The briefs were filed in the case of Karcher v. May by the Anti-Defamation League of B’nai B’rith and the American Jewish Congress, both of which maintain that the New Jersey legislation was enacted “solely for religious purposes” to circumvent the separation clause which bans organized prayer in public schools.

The AJCongress brief was signed by the American Jewish Committee, the Union of American Hebrew Congregations, People for the American Way and the National Jewish Community Relations Advisory Council, an umbrella group representing 125 Jewish communal organizations.

The ADL was joined in its brief by Americans for Religious Liberty, a national educational organization defending religious liberty.

Meyer Eisenberg, chairman of the ADL’s Law Committee, said the New Jersey statute was the latest of many attempts by the state legislature to put prayer back into its public schools. The state “is not permitted to legislate a substitute for vocal prayer,” Eisenberg said. “To the extent the New Jersey moment of silence law has this very purpose — to substitute for organized vocal prayer in our public schools — it intends to endorse and does endorse prayer and religions,” he added.

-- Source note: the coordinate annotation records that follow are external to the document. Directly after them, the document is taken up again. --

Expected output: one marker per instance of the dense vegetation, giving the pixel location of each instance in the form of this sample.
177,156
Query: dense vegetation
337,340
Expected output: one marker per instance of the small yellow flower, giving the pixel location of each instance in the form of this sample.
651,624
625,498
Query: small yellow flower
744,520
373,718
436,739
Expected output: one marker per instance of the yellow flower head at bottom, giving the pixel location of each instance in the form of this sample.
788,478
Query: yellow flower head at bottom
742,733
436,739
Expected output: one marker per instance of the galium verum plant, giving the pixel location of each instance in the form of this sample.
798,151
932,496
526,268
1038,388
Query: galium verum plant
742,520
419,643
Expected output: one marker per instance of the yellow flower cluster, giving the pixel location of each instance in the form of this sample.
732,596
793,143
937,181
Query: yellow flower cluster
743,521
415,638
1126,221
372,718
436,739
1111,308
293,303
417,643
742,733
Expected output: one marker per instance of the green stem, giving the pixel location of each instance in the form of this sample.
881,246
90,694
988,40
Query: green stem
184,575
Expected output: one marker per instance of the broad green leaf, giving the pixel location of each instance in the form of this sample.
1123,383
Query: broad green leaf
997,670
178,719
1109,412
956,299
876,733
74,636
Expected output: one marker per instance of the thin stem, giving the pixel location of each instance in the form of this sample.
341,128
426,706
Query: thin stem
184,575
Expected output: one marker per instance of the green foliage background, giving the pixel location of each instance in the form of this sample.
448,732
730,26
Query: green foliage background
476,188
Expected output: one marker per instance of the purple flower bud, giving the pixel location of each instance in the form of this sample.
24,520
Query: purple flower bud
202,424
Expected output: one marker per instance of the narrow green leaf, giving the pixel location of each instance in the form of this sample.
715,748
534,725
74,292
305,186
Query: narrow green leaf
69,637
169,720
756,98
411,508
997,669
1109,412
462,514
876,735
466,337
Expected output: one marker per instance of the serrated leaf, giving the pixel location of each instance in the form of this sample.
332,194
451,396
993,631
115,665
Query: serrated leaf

The AJCongress brief cited 18 previous attempts by the new Jersey legislature to circumvent Supreme Court rulings holding public school prayer unconstitutional. “This case presents, in stark relief, the question whether it is the business of government to encourage or promote religious observance,” the brief states.

The legislation, enacted in 1982, was the subject of a suit brought against the State of New Jersey in federal court by a teacher and several parents who claimed it was unconstitutional. The district court ruled against the state. New Jersey officials appealed to the U.S. Court of Appeals, which upheld the lower court decision. The state then appealed to the U.S. Supreme Court, which has agreed to hear it.

The brief points out that New Jersey school children are not now prohibited from praying privately during their free time at school, so that the creation by the government of a scheduled silent period proceeds beyond accommodation of religion, as required by the Constitution, and constitutes an endorsement of religion, which is constitutionally prohibited.